Helical location of the TPR-TCH interacting residues

Once it was established that the TCHs indeed interact with adjoining TPR helices, I investigated the properties and locations of the interactive amino acids in all TPR proteins of known structure (Table 1), with the hope of finding a common interacting pattern, which would be functionally more meaningful than overall sequence homology. First, all amino acids involved in interhelical interactions were marked in their helical positions (Table 1, in red color), as described under the “Methods” section, that a significant number of residues of each helix (A and B) participated in interaction with the TCH. A greater number of contacts with the nearer helix, which was seen before in small scale, was also noticed in this expanded group. Thus, the A-helix, on the average, made only 20 contacts with the dTCH, whereas the B-helix made 58 contacts (Figure 5), nearly 3 times as much (also see Table 2). In a few extreme cases, exemplified by 4I17, the A-helix showed no interaction (0 contact) with the TCH, whereas the B-helix made 46 contacts (data not shown).

Figure 5.

Number of contacts between TCH and the 2 helices (A-helix, AH; and B-helix, BH) of the nearest TPR. The contact numbers were obtained from Protein Contacts Atlas, as mentioned in the “Methods” section. Numbers from all proteins in Table 1 were added and the mean plotted (20 contacts between TCH and A-helix; 58 contacts between TCH and the B-helix). TCH indicates TPR-companion helices; TPR, tetratricopeptide repeat.

Table 2.

Energy of TPR-TCH interhelical interaction.

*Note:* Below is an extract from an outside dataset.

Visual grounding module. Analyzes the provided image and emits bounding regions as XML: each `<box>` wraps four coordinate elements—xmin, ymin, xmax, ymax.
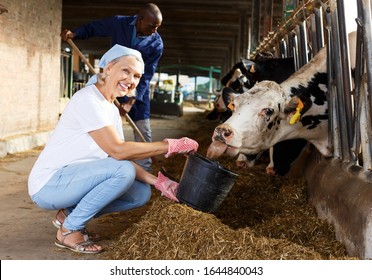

PDB#	Residue		Interacting TCH residue	Interaction energy (kJ/mol)
PDB#	A-helix	B-helix	Interacting TCH residue	Interaction energy (kJ/mol)
2VYI
	Ser1 (159)		Tyr3 (195)	−6.85
	Lys2 (160)		Tyr3 (195)	−3.38
				(Total = −10.23)
		His17 (175)	Ala10 (202)	−12.51
Lys13 (205)				−11.12
		Val18 (176)	Leu14 (206)	−8.93
		Val21 (179)	Leu7 (199)	−9.06
			Ala10 (202)	−4.65
			Glu11 (203)	−7.99
		Tyr24 (182)	Tyr3 (195)	−11.09
			Asn6 (198)	−19.7
			Leu7 (199)	−16.49
		Ala27 (185)	Tyr3 (195)	−9.41
		Leu28 (186)	Tyr3 (195)	−7.28
			Lys4 (196)	−9.20
				(Total = −127.43)
3SZ7
	Ser1 (182)		Met3 (220)	−9.27
	Ser5 (186)		Met3 (220)	−6.80
	Phe12 (193)		Thr9 (226)	−5.91
			Thr10 (227)	−10.48
			Lys13 (230)	−7.16
				(Total = −39.62)
		Tyr17 (198)	Thr10 (227)	−10.80
			Lys13 (230)	−8.29
			Ile14 (231)	−8.08
		Ala 20 (201)	Thr10 (227)	−7.98
		Lys21 (202)	Leu7 (224)	−10.19
			Thr10 (227)	−5.34
			Lys11 (228)	−5.80
		Tyr24 (205)	Met3 (220)	−8.97
			Gly6 (223)	−18.32
			Leu7 (224)	−13.72
			Thr10 (227)	−5.34
		Glu25 (206)	Leu7 (224)	−9.44
		Ile28 (209)	Met3 (220)	−10.75
			Lys4 (221)	−5.26
				(Total = −128.28)

Abbreviations: PDB, Protein Database; TCH, TPR-companion helix; TPR, tetratricopeptide repeat.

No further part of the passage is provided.